MH: What has your experience been with the rollout and early enrollment on the New York health insurance exchange?

Dowling: The rollout has been a disaster, especially on the federal side of it. I don't think anybody can over-exaggerate the level of dysfunction that existed. And it's not just with the exchanges themselves. It's with the whole legislation, the whole Affordable Care Act itself. There is so much we don't know, and it depends upon all of the behaviors of all the different players who are in healthcare.

Nobody can fully anticipate how all of these people will behave over time and how the customer will behave. So there are a lot of unknowns. So you've got to wait for quite a number of years to figure out how all of this is going to play out.

The New York exchange had its fumbles in the beginning, but it has worked pretty well. So we've signed up quite a number of people from the New York exchange. We don't have a lot of the information yet on who these people are. So until we know exactly who they are, it's a little bit of a dicey situation.

MH: What kind of volume or market share do you expect to gain from the exchanges?

Dowling: It's going to be small to begin with, which is good because when you get into the insurance business, you've got to walk incrementally. You've got to do it small, get it right, increase it, do it better. And then when you get it right, then you expand.

What I don't want to happen is this to expand so fast without being able to have all the cultural changes that are necessary. This is the history of everybody that's been doing these insurance entities. If you look at Geisinger or you look at Intermountain, it took them years to get to the level of competence that they now have. It doesn't happen immediately.

It's like running the marathon. If you run a marathon and you're ahead in the first five miles, you're not going to be around at the end of 26 miles. So you want to take it nice and easy at the beginning, preserve your strength and then at the end you can be the winner. I look at this as a long-term play. This is not a six months or a year thing. This is a 10-year effort. And if we do it right, at the end of the 10 years, we'll be successful. That will be the measuring rod, not the first year or two. And everybody wants immediate results. You're not going to get immediate results.

MH: Do your plans reimburse using fee-for-service or capitation or something else?

Dowling: Right now we get reimbursed every which way. Just imagine the difficulty of that from an operational point of view.
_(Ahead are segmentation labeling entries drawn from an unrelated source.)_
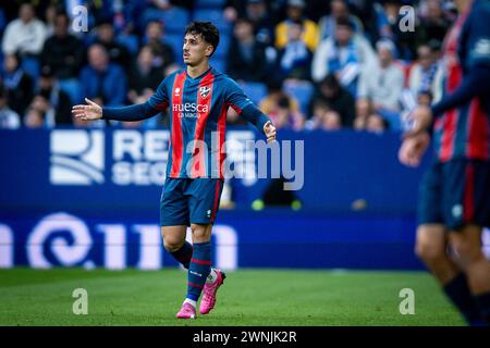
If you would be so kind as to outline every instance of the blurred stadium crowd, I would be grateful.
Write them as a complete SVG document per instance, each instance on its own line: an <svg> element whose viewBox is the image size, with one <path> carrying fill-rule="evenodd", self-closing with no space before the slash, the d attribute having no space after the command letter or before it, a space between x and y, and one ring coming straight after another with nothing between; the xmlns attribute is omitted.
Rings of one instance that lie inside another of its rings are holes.
<svg viewBox="0 0 490 348"><path fill-rule="evenodd" d="M87 8L87 32L72 26ZM415 10L415 30L401 26ZM417 102L440 98L443 0L63 0L0 8L0 128L145 127L73 120L71 105L144 102L183 66L183 32L211 21L211 64L235 78L280 128L400 130ZM229 124L244 121L231 109Z"/></svg>

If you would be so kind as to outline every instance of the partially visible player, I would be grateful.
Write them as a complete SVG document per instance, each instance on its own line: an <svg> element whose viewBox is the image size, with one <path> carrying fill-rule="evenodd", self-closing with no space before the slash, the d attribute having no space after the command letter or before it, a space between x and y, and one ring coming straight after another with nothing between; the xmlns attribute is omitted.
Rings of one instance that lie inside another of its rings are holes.
<svg viewBox="0 0 490 348"><path fill-rule="evenodd" d="M399 152L418 165L433 127L436 160L418 201L416 252L469 325L490 324L490 1L455 0L458 18L443 47L443 97L419 105ZM449 248L448 248L449 247Z"/></svg>
<svg viewBox="0 0 490 348"><path fill-rule="evenodd" d="M168 76L156 94L143 103L103 108L85 99L73 107L82 120L139 121L170 108L171 147L167 179L160 202L160 225L164 248L187 273L187 296L176 316L195 319L215 308L218 288L225 277L211 269L211 228L223 189L224 130L231 107L253 123L267 141L275 139L275 127L226 75L210 67L209 58L219 44L219 32L210 22L193 22L185 29L185 70ZM191 225L193 245L185 240Z"/></svg>

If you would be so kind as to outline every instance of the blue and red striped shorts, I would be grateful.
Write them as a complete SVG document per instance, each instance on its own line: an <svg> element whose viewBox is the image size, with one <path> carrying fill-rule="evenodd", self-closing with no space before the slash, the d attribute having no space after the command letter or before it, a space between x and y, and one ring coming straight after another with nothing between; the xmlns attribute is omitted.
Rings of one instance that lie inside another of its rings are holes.
<svg viewBox="0 0 490 348"><path fill-rule="evenodd" d="M220 178L167 177L160 199L160 225L215 223L222 190Z"/></svg>
<svg viewBox="0 0 490 348"><path fill-rule="evenodd" d="M419 187L417 215L419 225L443 224L449 231L490 226L490 162L434 162Z"/></svg>

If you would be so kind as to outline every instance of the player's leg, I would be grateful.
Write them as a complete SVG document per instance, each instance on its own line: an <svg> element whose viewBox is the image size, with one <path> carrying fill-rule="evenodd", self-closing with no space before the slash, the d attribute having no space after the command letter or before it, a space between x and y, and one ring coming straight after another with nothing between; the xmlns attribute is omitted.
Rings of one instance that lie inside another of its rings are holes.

But in all of our deals with the major insurance companies, which will still be the bulk of the business, over the next three to four years all of them move us to various forms of risk: pay-for-performance that is associated with quality results where we'll have to ensure quality with partial risk to full risk.
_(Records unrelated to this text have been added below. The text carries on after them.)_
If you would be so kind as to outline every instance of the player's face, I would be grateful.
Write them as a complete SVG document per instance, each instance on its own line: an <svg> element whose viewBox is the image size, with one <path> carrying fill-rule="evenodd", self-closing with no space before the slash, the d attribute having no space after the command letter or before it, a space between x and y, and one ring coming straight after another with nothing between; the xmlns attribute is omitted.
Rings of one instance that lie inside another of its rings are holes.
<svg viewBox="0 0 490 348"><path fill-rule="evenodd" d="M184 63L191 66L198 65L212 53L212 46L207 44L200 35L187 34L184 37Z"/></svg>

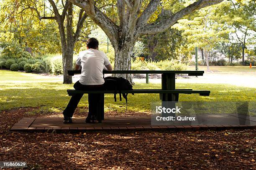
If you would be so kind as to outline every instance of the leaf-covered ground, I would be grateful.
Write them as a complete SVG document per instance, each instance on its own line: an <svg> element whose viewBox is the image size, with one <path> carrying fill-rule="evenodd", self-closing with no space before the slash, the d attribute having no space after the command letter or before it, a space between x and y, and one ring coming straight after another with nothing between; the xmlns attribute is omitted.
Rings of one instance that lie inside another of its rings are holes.
<svg viewBox="0 0 256 170"><path fill-rule="evenodd" d="M256 130L55 134L10 132L32 109L0 112L0 161L33 169L255 169ZM50 116L33 115L33 116Z"/></svg>

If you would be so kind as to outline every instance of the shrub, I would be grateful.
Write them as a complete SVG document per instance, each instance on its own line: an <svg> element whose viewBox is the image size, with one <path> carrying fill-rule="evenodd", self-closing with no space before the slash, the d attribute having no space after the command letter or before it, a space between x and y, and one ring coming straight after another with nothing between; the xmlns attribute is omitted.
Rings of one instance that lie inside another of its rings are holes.
<svg viewBox="0 0 256 170"><path fill-rule="evenodd" d="M27 63L25 64L24 66L24 70L26 72L32 72L32 65L28 63Z"/></svg>
<svg viewBox="0 0 256 170"><path fill-rule="evenodd" d="M52 73L52 62L49 58L46 58L43 60L45 66L45 72L49 73Z"/></svg>
<svg viewBox="0 0 256 170"><path fill-rule="evenodd" d="M25 61L26 62L28 62L28 60L27 58L23 57L22 58L19 58L17 62L18 63L22 61Z"/></svg>
<svg viewBox="0 0 256 170"><path fill-rule="evenodd" d="M147 70L146 63L145 61L135 60L131 62L131 70Z"/></svg>
<svg viewBox="0 0 256 170"><path fill-rule="evenodd" d="M169 65L164 68L165 70L175 70L181 71L187 70L187 65L181 63L174 63L172 65Z"/></svg>
<svg viewBox="0 0 256 170"><path fill-rule="evenodd" d="M225 66L227 65L227 62L224 59L218 60L214 62L214 65L217 66Z"/></svg>
<svg viewBox="0 0 256 170"><path fill-rule="evenodd" d="M3 58L0 58L0 68L5 68L5 62L6 60Z"/></svg>
<svg viewBox="0 0 256 170"><path fill-rule="evenodd" d="M0 56L0 58L7 60L8 59L10 59L10 58L5 54L2 54L1 56Z"/></svg>
<svg viewBox="0 0 256 170"><path fill-rule="evenodd" d="M45 72L45 67L44 63L41 62L37 62L32 65L32 70L38 73L44 72Z"/></svg>
<svg viewBox="0 0 256 170"><path fill-rule="evenodd" d="M202 60L198 61L198 65L206 65L205 61Z"/></svg>
<svg viewBox="0 0 256 170"><path fill-rule="evenodd" d="M255 62L254 61L251 61L249 60L246 60L244 61L244 65L250 65L250 64L251 63L252 65L255 65Z"/></svg>
<svg viewBox="0 0 256 170"><path fill-rule="evenodd" d="M150 70L160 70L156 64L156 62L148 61L147 62L147 68Z"/></svg>
<svg viewBox="0 0 256 170"><path fill-rule="evenodd" d="M10 70L12 71L18 71L19 70L19 65L18 64L13 64L10 68Z"/></svg>
<svg viewBox="0 0 256 170"><path fill-rule="evenodd" d="M18 64L19 66L19 70L23 70L24 66L26 64L27 64L27 62L25 61L21 61L20 62L18 62Z"/></svg>
<svg viewBox="0 0 256 170"><path fill-rule="evenodd" d="M63 66L61 59L56 59L53 62L52 72L55 75L61 75L63 74Z"/></svg>
<svg viewBox="0 0 256 170"><path fill-rule="evenodd" d="M243 64L239 62L232 62L229 64L230 66L240 66L243 65Z"/></svg>
<svg viewBox="0 0 256 170"><path fill-rule="evenodd" d="M8 59L5 62L5 67L6 68L10 69L10 67L11 65L12 65L13 64L15 64L15 60L14 59Z"/></svg>

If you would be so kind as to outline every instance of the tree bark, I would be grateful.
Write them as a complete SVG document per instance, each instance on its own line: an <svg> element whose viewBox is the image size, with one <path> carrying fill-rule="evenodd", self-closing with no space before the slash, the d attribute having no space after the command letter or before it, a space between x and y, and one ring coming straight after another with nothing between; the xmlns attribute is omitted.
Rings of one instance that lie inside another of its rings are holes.
<svg viewBox="0 0 256 170"><path fill-rule="evenodd" d="M69 49L69 50L68 50ZM70 47L62 51L63 66L63 84L72 84L72 76L68 75L67 70L73 70L73 52L74 47Z"/></svg>
<svg viewBox="0 0 256 170"><path fill-rule="evenodd" d="M131 55L133 47L130 45L114 48L115 65L114 70L130 70L131 69ZM132 85L135 84L131 74L113 74L114 77L122 77L128 80Z"/></svg>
At the end of the day, I want to get as much control of the premium dollar as I can so that we, who deliver the care, can actually organize the care the right way. If I do things to have people stay out of the hospital, I get the savings. In the current fee-for-service situation, if I work to keep people out of the hospital, I do great things, but I don't get reimbursed for it.

The people who get reimbursed, who get the savings, are the people who don't do the work. So why would I want to be in a situation of keeping people out of the hospital, appropriately keep them out of the hospital, and I take a bath financially? So you've got to change the dynamic, so that there is a synergy between the financial operations and the programmatic operations all geared toward giving you the best quality outcomes at the end of the day. …

(Our insurance company) will be reimbursing for quality outcomes.